Enduristan Fenderbag S. Ferdinand Heinrich.

Enduristan Fenderbag S ausprobiert

Zusatztasche in Doppelfunktion

Wer leichte Gepäcklösungen ebenso gerne mag wie leichte Enduros, kommt am Fenderbag der Marke Enduristan kaum vorbei. Überzeugt die Zusatztasche auch im ersten Test?

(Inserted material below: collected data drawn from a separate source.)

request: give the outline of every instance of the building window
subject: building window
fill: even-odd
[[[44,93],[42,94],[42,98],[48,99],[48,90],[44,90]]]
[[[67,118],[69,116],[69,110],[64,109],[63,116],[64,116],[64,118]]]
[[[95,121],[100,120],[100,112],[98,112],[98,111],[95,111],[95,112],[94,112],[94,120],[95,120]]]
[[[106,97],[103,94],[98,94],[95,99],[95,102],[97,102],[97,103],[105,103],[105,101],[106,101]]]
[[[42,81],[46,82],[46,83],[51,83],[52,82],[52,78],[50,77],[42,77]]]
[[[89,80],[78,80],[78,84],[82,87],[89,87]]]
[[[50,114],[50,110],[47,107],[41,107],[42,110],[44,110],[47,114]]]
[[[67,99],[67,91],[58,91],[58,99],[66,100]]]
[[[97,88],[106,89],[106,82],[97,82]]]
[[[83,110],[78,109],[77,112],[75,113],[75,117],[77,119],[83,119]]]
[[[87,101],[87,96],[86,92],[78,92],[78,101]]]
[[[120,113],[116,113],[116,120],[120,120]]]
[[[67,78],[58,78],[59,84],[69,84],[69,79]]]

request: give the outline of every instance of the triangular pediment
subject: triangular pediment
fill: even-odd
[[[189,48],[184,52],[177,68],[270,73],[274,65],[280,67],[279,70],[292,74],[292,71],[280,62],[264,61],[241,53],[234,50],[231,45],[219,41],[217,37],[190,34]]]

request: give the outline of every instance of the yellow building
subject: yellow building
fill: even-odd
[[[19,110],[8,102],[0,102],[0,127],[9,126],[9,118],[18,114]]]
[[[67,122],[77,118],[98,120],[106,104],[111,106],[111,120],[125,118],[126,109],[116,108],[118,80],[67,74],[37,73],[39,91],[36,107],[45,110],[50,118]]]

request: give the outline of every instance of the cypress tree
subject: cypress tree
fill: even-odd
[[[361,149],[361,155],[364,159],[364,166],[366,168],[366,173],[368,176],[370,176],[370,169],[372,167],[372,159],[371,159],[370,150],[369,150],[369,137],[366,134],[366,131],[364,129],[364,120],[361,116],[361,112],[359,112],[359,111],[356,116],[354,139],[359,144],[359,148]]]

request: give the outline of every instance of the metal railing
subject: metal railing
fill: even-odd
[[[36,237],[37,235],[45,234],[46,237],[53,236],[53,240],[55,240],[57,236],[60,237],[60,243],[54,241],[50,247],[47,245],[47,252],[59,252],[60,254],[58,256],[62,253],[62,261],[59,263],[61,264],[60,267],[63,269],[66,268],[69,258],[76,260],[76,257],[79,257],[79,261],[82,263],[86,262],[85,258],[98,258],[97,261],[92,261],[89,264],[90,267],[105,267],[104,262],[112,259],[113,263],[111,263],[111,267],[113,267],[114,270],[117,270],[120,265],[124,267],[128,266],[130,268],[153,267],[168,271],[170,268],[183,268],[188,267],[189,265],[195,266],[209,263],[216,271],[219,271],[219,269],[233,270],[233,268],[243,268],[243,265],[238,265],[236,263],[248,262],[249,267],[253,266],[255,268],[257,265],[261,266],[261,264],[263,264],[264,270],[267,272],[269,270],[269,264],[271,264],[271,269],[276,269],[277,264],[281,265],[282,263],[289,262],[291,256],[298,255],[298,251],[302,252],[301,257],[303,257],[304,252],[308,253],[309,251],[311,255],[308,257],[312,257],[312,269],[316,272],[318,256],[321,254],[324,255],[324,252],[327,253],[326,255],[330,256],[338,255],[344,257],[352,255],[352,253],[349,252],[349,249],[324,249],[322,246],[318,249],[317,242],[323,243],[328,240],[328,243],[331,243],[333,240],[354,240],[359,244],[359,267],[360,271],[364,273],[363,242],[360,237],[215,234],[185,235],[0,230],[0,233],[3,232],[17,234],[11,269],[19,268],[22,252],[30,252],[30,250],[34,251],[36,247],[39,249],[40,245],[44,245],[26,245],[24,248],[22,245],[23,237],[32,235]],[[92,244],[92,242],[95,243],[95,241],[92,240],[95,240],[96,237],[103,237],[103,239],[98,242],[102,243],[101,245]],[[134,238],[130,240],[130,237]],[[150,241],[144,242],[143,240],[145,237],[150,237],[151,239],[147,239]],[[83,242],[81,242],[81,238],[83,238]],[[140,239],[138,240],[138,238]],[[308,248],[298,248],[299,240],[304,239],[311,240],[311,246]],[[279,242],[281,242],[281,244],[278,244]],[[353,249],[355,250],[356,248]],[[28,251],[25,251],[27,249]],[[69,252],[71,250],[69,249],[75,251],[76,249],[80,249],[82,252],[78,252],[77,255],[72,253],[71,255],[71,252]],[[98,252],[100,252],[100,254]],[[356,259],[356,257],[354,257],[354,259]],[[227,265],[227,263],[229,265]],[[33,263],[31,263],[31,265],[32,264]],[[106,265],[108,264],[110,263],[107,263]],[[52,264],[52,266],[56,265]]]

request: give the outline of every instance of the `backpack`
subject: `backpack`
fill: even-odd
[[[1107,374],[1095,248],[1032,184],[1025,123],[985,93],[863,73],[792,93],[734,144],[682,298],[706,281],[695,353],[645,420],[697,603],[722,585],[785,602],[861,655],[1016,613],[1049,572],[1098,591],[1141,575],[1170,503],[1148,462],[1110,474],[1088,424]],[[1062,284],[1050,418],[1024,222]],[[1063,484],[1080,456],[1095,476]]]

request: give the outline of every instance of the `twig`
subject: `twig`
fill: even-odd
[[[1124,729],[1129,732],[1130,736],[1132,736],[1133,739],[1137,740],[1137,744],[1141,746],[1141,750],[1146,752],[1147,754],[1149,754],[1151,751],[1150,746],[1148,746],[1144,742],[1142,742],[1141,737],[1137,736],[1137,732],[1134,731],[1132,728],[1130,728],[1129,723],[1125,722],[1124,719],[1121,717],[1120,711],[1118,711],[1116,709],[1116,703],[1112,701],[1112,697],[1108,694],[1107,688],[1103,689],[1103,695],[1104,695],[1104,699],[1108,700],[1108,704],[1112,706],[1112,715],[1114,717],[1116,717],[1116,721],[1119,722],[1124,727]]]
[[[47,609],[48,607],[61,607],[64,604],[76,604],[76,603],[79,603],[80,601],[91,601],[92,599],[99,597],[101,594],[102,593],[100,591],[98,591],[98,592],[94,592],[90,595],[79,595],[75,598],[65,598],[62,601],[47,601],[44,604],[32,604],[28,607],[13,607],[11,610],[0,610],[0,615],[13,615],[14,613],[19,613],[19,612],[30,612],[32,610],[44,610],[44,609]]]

Die kleine Tasche mit selbsterklärendem Namen soll auf nahezu jeden Enduro-Schnabel passen. Die Befestigung erfolgt mit vier Haken und anschließendem Straffen der Gurte. Da wackelt nichts mehr. Mit dem dreischichtigen Aufbau aus abriebfestem Kunststoff, reißfestem Nylon und rotem Vinyl sowie praktischem Rollverschluss ist der 1,6 Liter fassende Fenderbag wasser- und staubdicht.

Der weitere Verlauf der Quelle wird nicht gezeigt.